A good year to find a comet

A good year to find a comet
Orbit of comet P/2014 C1 TOTAS. Credit: TOTAS

(Phys.org) —A team of European astronomers has found a previously unknown comet, detected as a tiny blob of light orbiting our Sun deep in the Solar System.

Europe's Teide Observatory Tenerife Asteroid Survey team has been credited with discovering P/2014 C1, named 'TOTAS' in recognition of the teamwork involved in the find.

The comet was unexpectedly discovered on 1 February during a routine set of observations using the 1 m-diameter telescope at ESA's Optical Ground Station, Tenerife, Spain.

The confirmation was announced by the International Astronomical Union's Minor Planet Center, the international clearing house for all such discoveries, on 4 February, after eight other observatories confirmed the sighting.

The tiny object is extremely faint, and its orbit was determined to lie between Jupiter and Mars – it will not come close to Earth.

"All comets are interesting especially as they are thought to have played a role in bringing water to Earth in the distant past," says Detlef Koschny, responsible for near-Earth object (NEO) activities at ESA's Space Situational Awareness (SSA) programme office.

"Later this year, Rosetta will meet up with another comet, 67P/Churyumov–Gerasimenko, and study its nucleus and surrounding gas and dust, so it's especially fitting that a European team has found a new comet this year."

A good year to find a comet
Comet P/2014 C1 (TOTAS) seen by the FRAM telescope (MPC code I47) on 4 February 2014. Image comprises a stack of four base images and is centred on the comet. FRAM is 0.3-m Schmidt-Cassegrain telescope, f/10 with a CCD camera MII G2-1600. FRAM is located at the Pierre Auger Observatory in Argentina. Credit: FRAM/GLORIA/Martin Masek http://gloria.fzu.cz/en/

This latest discovery was, in fact, made by software, which compares successive images to find 'movers' – objects that move against the star field background.
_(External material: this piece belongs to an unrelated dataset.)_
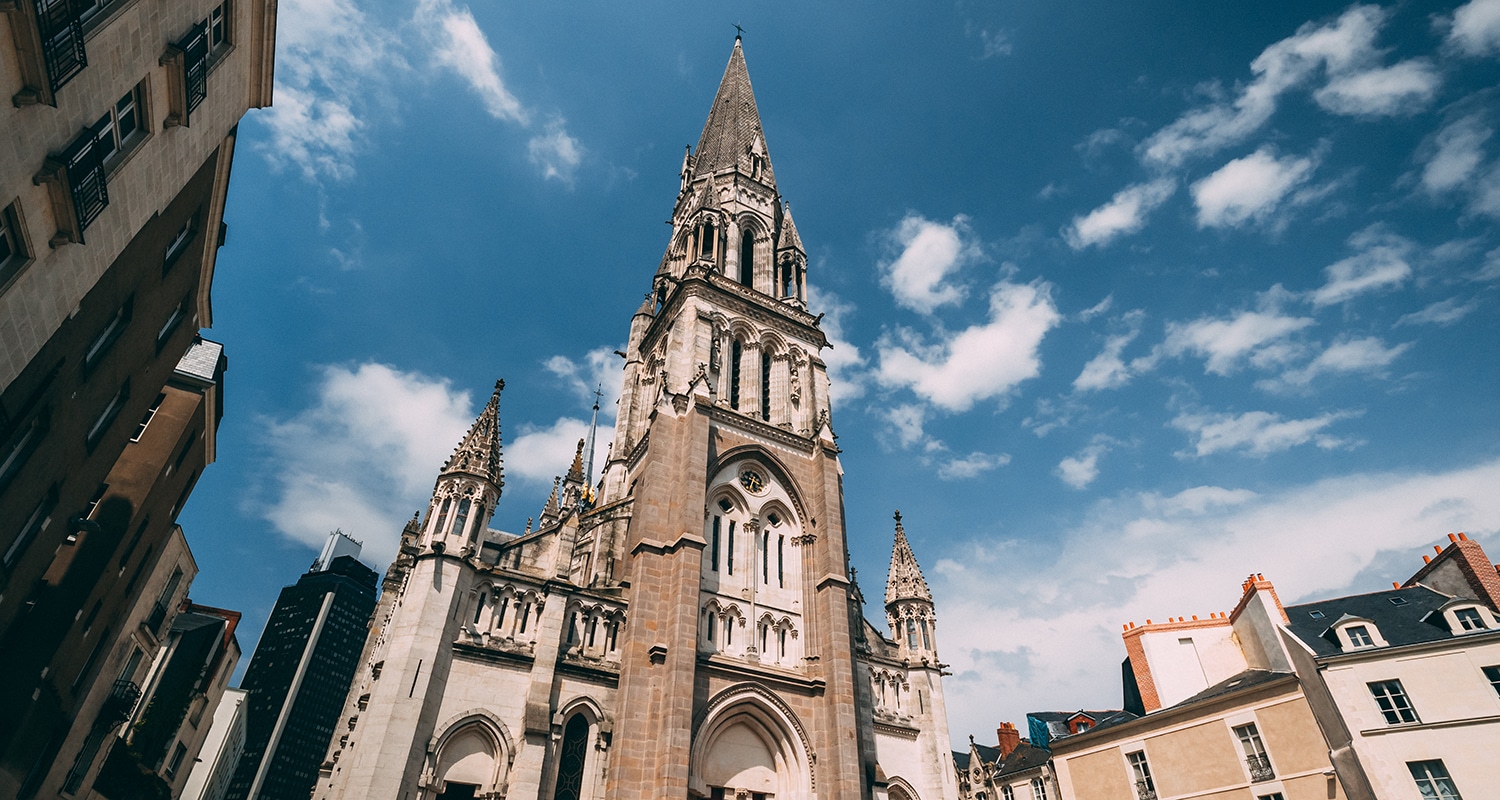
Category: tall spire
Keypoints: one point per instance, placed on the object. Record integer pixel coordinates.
(732, 135)
(479, 454)
(906, 581)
The find was confirmed by Rafal Reszelewski, working as part of the team to verify possible new objects automatically flagged by the software.

Since 2010, the TOTAS team has been working in collaboration with ESA's SSA office to conduct periodic sky surveys to find and confirm asteroids and other NEOs that orbit close to Earth. In 2011, it found asteroid 2011 SF108, which does much closer to Earth.